CT: Demonstrating cavitations in the right lung.

Upon admission to our unit, she had already completed 3 days of intravenous flucloxacillin. Her C-reactive Protein was 68 mg/L. We continued intravenous flucloxacillin. Her subsequent blood cultures have been negative. Her C -reactive protein normalised by day 16 of intravenous flucloxacillin. She completed 6-week course of antibiotics. Echocardiogram remained unchanged and her repeat CT post treatment demonstrated a much improved appearance of her lungs. She then underwent surgical ligation of PDA.

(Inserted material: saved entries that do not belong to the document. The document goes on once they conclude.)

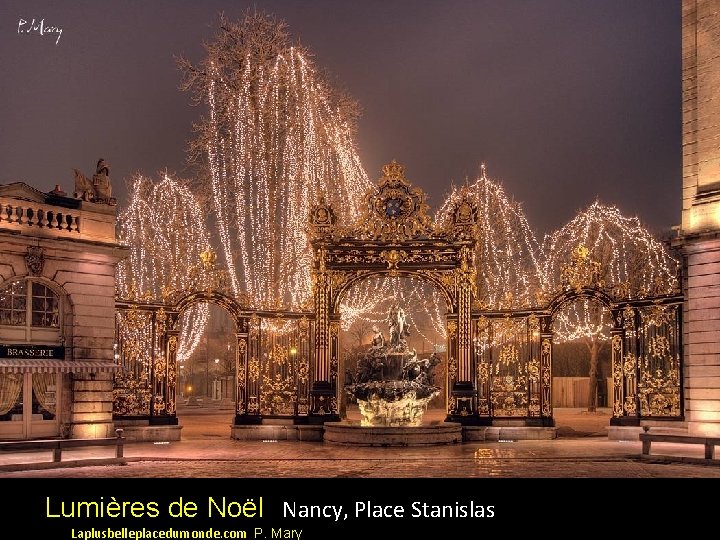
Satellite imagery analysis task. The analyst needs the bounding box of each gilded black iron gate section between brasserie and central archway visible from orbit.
[113,291,315,424]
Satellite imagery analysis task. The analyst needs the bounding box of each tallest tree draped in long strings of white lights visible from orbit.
[180,11,370,309]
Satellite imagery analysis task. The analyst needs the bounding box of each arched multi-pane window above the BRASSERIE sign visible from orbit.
[0,279,62,343]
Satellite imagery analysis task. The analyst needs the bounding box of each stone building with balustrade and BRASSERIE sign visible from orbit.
[0,182,125,439]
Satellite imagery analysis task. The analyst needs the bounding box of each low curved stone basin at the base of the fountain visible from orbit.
[323,420,463,446]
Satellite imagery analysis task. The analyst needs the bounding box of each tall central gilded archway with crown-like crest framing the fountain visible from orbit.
[310,161,477,420]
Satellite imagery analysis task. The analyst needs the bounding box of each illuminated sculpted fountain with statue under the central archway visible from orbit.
[345,305,440,427]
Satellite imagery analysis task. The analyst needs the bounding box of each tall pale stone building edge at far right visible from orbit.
[678,0,720,435]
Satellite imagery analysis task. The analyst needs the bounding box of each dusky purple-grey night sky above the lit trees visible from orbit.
[0,0,682,236]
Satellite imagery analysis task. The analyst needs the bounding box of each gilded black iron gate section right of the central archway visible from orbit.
[473,289,683,425]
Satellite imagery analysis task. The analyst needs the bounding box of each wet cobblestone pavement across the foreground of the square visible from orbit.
[0,411,720,478]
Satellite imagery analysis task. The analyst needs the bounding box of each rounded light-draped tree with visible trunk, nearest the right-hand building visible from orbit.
[543,202,678,412]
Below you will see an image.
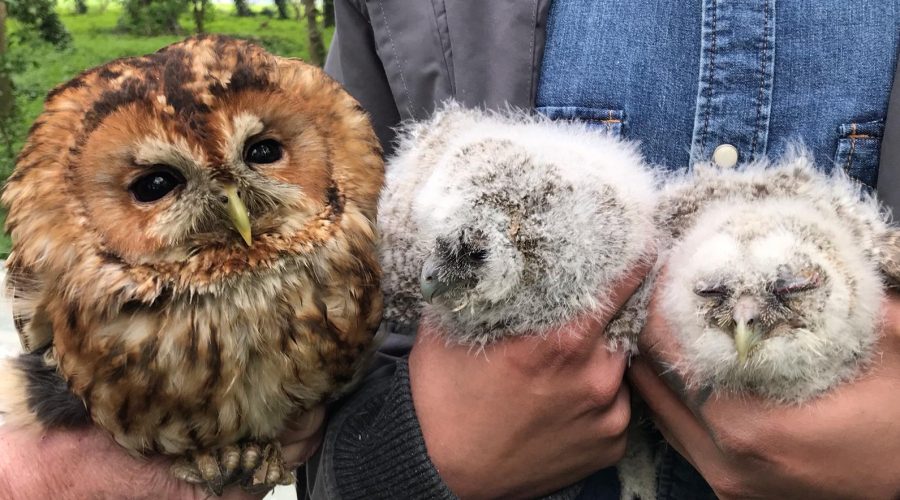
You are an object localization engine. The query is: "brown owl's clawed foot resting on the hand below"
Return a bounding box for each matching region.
[171,441,294,495]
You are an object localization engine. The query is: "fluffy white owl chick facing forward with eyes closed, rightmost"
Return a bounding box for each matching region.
[659,152,900,403]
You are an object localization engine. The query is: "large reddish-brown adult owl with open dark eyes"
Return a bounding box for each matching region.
[0,37,383,493]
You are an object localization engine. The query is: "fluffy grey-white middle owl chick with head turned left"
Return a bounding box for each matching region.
[379,105,656,346]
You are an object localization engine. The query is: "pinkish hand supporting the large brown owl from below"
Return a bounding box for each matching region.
[0,407,325,500]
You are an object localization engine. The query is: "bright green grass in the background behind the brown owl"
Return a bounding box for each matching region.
[0,2,334,256]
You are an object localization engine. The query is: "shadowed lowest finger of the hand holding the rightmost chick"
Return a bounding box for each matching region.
[627,359,719,463]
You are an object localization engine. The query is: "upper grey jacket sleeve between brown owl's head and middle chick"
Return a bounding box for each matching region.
[325,0,400,155]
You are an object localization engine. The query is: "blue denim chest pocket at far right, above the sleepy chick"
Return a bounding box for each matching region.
[834,120,884,188]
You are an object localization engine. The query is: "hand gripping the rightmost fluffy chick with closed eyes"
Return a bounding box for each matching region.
[628,286,900,498]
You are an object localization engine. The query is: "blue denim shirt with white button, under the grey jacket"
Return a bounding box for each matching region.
[536,0,900,186]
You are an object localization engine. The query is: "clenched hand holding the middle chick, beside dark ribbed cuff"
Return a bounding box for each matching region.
[409,268,647,498]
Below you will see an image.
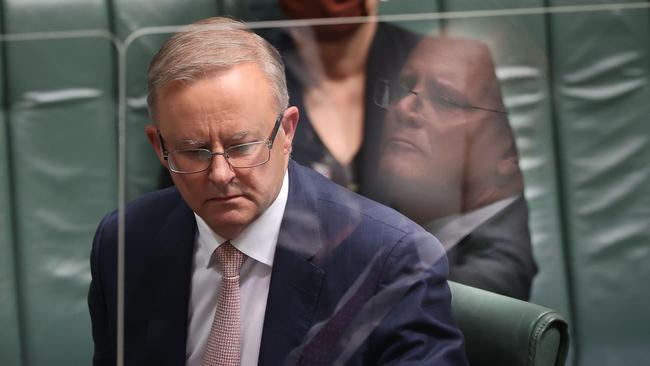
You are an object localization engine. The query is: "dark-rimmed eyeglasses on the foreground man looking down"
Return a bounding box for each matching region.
[158,113,284,174]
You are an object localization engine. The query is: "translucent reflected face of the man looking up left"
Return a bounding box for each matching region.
[380,38,502,220]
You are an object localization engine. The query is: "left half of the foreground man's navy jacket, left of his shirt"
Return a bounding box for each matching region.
[88,188,196,365]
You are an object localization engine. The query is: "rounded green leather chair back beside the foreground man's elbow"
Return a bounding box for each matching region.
[449,281,569,366]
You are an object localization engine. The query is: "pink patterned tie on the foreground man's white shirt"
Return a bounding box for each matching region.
[201,242,246,366]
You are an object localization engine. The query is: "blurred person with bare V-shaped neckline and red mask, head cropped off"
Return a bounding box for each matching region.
[270,0,419,195]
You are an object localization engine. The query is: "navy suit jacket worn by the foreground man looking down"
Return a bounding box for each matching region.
[88,162,467,365]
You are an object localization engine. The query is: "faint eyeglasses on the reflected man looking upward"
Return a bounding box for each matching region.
[373,79,508,114]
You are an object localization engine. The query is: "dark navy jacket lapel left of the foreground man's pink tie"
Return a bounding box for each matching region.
[145,201,196,365]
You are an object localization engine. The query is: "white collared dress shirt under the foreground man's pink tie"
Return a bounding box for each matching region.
[185,172,289,366]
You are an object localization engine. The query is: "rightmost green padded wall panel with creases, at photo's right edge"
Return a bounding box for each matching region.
[551,1,650,366]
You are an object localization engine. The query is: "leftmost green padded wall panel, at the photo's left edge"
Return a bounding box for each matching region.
[4,0,117,366]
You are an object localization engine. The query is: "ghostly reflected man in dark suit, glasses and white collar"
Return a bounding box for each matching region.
[377,37,537,300]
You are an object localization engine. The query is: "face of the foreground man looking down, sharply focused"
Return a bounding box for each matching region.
[146,63,298,239]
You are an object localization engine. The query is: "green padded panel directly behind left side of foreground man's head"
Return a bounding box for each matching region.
[114,0,218,200]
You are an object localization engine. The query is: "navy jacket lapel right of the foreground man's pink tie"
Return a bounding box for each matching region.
[259,161,325,365]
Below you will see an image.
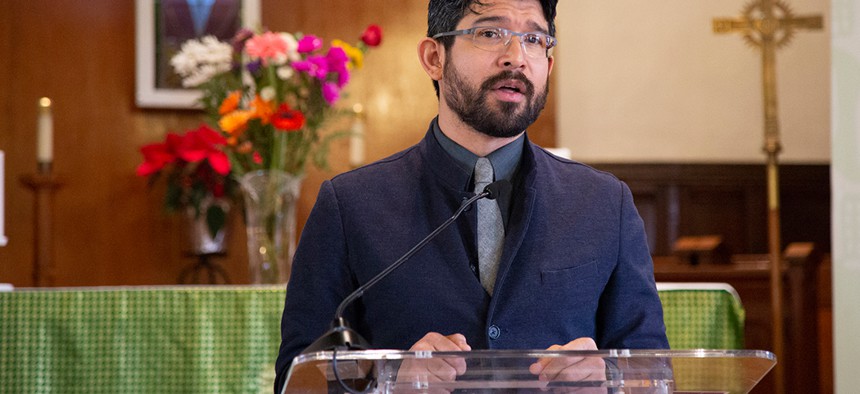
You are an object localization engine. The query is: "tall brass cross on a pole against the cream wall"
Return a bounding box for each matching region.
[713,0,823,393]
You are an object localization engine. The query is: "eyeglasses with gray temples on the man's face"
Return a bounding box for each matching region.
[433,27,558,58]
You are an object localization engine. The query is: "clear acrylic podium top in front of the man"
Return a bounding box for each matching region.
[282,350,776,394]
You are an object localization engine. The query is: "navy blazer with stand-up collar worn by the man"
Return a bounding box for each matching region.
[276,124,669,387]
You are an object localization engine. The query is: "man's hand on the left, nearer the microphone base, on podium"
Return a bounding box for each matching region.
[397,332,472,390]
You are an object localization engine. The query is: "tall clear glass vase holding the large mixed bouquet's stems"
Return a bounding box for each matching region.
[239,170,303,284]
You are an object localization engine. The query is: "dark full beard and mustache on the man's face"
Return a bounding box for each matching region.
[444,58,549,138]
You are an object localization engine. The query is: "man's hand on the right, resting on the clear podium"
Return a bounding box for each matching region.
[529,338,606,392]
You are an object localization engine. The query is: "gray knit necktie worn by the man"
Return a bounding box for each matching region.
[475,157,505,295]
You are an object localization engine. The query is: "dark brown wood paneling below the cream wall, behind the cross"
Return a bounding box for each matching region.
[595,163,830,255]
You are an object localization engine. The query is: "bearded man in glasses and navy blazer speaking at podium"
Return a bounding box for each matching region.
[276,0,668,389]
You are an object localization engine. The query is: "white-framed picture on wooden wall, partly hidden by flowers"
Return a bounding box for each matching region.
[135,0,260,108]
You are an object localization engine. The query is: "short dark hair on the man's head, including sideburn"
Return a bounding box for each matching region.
[427,0,558,97]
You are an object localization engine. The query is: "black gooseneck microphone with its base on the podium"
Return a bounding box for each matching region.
[302,179,511,354]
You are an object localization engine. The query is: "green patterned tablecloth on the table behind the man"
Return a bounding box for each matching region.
[0,286,743,393]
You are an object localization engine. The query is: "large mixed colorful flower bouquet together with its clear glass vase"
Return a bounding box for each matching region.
[158,25,382,283]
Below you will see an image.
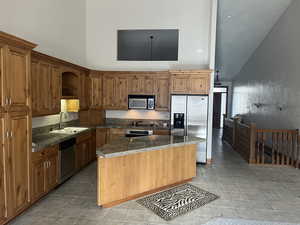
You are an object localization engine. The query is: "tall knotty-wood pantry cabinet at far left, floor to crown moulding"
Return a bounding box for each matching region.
[0,31,36,223]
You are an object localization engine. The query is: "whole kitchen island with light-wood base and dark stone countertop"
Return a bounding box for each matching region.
[97,135,205,207]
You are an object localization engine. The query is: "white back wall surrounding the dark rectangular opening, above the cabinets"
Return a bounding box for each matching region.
[86,0,211,70]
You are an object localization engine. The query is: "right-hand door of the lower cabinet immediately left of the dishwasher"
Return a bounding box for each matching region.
[46,149,58,191]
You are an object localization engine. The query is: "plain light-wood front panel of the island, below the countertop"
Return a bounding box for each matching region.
[98,144,196,207]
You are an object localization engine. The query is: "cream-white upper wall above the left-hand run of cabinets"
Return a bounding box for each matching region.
[0,0,86,66]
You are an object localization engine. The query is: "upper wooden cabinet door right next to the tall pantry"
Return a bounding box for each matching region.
[38,62,51,115]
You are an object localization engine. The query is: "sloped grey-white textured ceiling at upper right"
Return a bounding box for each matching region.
[216,0,292,80]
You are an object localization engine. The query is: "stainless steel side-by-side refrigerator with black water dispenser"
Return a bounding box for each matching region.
[171,95,208,163]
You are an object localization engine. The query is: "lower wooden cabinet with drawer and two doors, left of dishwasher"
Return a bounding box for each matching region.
[31,145,59,201]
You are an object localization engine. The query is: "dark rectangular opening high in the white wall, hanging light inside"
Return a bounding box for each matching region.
[117,29,179,61]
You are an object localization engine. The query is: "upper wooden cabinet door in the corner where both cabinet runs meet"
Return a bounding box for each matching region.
[89,74,102,109]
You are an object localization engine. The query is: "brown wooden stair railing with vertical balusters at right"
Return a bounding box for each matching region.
[222,118,300,168]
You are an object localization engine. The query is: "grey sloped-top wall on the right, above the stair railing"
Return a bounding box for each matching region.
[233,0,300,129]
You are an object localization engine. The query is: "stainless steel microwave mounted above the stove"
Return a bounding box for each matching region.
[128,95,155,110]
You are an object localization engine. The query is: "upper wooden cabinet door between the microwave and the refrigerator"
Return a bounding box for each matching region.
[155,78,170,111]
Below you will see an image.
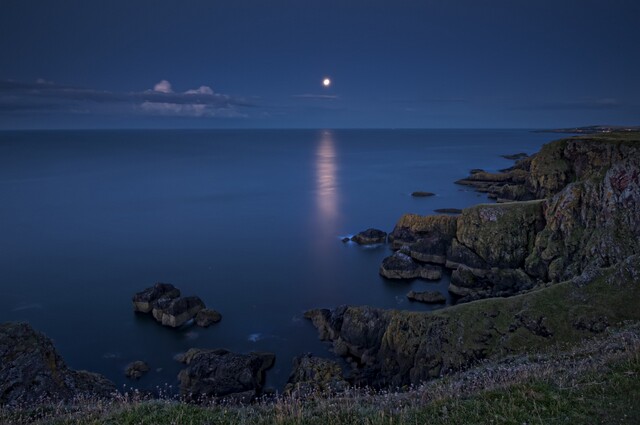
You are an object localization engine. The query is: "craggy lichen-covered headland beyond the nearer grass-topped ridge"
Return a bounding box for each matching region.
[389,134,640,301]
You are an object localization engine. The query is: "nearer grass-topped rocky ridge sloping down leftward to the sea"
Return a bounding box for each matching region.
[305,255,640,386]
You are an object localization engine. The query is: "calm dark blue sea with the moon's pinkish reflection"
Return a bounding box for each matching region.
[0,130,554,388]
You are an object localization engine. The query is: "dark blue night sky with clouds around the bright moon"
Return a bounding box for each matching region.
[0,0,640,129]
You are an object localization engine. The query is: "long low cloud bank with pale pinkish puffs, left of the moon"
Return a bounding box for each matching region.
[0,79,254,117]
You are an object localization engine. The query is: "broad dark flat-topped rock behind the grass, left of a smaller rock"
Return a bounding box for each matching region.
[178,348,275,402]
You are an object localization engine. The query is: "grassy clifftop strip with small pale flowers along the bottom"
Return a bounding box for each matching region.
[5,323,640,425]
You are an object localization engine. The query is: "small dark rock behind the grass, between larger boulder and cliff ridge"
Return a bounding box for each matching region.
[285,354,349,396]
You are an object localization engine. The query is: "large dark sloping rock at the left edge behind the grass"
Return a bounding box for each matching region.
[0,323,116,406]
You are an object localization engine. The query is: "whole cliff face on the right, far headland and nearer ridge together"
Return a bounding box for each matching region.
[307,133,640,386]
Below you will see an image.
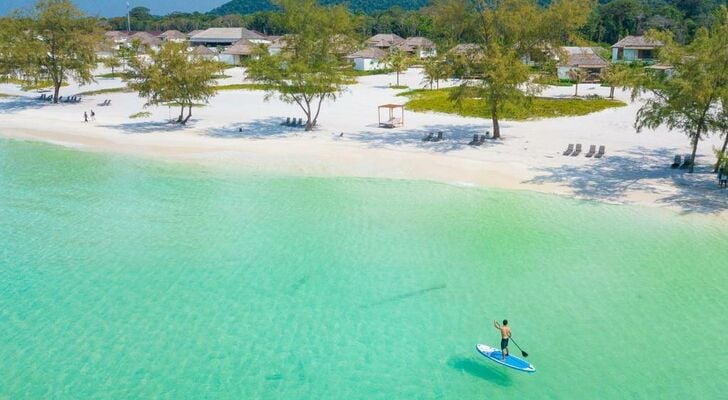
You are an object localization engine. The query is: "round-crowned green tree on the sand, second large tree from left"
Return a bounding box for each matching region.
[129,42,221,125]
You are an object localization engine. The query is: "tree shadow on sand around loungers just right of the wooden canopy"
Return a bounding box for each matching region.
[346,125,503,153]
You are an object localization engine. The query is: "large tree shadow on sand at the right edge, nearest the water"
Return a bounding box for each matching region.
[526,147,728,214]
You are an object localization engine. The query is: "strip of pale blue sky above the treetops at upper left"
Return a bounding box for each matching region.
[0,0,227,17]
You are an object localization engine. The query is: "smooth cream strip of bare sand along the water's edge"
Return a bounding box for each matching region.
[0,123,728,222]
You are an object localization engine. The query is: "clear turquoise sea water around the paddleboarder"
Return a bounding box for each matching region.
[0,141,728,399]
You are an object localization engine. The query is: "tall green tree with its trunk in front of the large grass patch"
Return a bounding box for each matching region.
[451,0,591,138]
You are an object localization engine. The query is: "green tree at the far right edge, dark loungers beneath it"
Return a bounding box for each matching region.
[632,25,728,172]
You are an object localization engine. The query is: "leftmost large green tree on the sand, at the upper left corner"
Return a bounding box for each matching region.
[0,0,103,103]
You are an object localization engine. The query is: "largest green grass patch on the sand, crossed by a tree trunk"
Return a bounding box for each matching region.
[399,88,626,120]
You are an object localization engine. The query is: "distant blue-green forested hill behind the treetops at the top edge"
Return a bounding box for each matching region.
[210,0,429,15]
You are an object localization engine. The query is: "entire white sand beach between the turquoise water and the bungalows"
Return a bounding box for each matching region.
[0,68,728,217]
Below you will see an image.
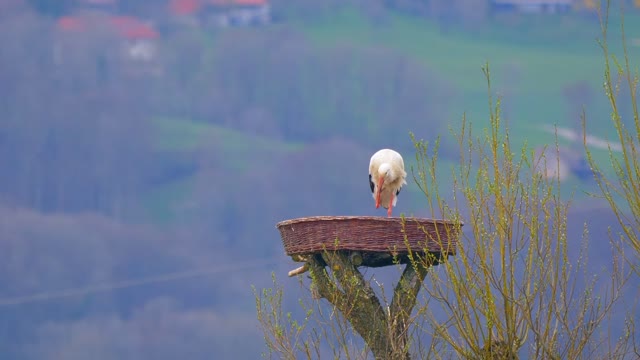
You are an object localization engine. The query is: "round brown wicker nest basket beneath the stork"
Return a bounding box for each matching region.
[276,216,463,267]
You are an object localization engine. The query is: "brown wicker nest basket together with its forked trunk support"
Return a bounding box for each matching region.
[276,216,463,360]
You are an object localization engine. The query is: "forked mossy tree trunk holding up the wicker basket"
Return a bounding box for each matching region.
[301,251,432,360]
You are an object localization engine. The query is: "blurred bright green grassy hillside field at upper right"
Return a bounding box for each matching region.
[299,11,640,144]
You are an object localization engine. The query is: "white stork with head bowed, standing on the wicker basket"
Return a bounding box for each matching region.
[369,149,407,217]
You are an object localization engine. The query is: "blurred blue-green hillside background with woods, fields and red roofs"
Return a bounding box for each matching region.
[0,0,640,359]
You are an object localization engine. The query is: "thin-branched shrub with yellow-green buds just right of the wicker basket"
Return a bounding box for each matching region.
[410,67,625,359]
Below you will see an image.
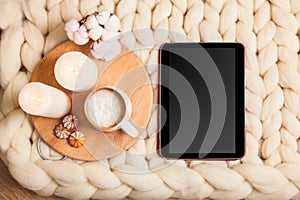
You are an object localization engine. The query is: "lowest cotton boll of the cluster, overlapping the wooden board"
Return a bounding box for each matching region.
[91,39,121,61]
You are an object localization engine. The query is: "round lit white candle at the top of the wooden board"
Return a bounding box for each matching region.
[54,51,98,92]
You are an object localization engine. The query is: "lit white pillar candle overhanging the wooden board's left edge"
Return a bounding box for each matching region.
[19,82,71,118]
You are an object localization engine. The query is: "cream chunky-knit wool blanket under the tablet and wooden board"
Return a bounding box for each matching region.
[0,0,300,199]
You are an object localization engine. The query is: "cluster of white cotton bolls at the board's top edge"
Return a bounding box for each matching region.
[65,10,121,61]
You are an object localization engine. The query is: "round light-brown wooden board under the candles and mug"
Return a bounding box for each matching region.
[31,41,153,161]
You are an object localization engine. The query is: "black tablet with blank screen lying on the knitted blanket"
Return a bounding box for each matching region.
[158,43,245,159]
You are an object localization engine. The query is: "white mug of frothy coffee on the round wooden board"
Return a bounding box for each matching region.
[84,86,139,137]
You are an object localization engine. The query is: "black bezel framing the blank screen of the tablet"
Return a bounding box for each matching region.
[158,43,245,160]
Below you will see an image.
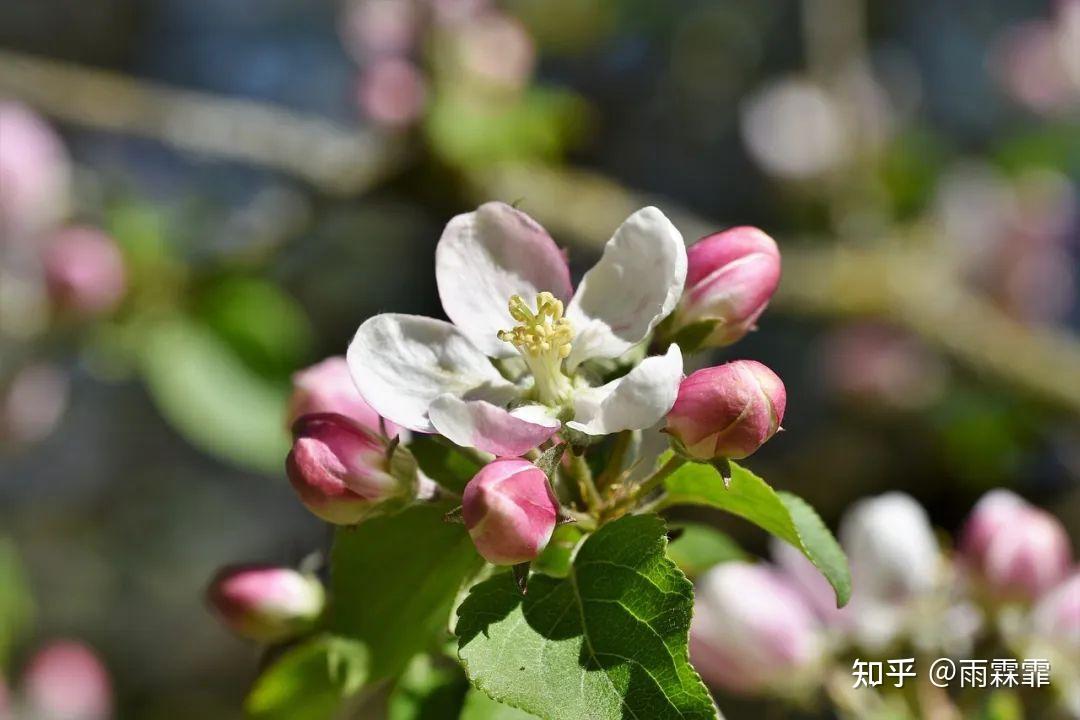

It is standard practice to counsel patients with congenital heart disease about the risk of infective endocarditis and advise them to have regular dental checks to reduce their risk. The child’s parents have always been encouraged to see the dentist on a regular basis. She had recently had a dental procedure and it is unfortunate that she went on to develop endocarditis. We firmly believe that the lack of dental appointments available during the pandemic contributed to her presentation.

Endocarditis in the young has dramatically declined in recent times due to better dental and medical care in congenital heart disease.1 PDA-related endocarditis is a rare occurrence2 but remains a risk factor for infective endocarditis typically in developing countries.3–5 PDA is still not considered as an indication for infective endocarditis antibiotic prophylaxis. Surgical ligation and transcatheter device closure of a PDA are common and well-documented procedures. There remains some controversy regarding closing haemodynamic insignificant PDA.1

Our child had a small PDA that unfortunately was anything other than innocent. We highlight the importance of good dental hygiene, high suspicion of endocarditis in the child with an underlying congenital heart defect and the need for face-to-face consultations.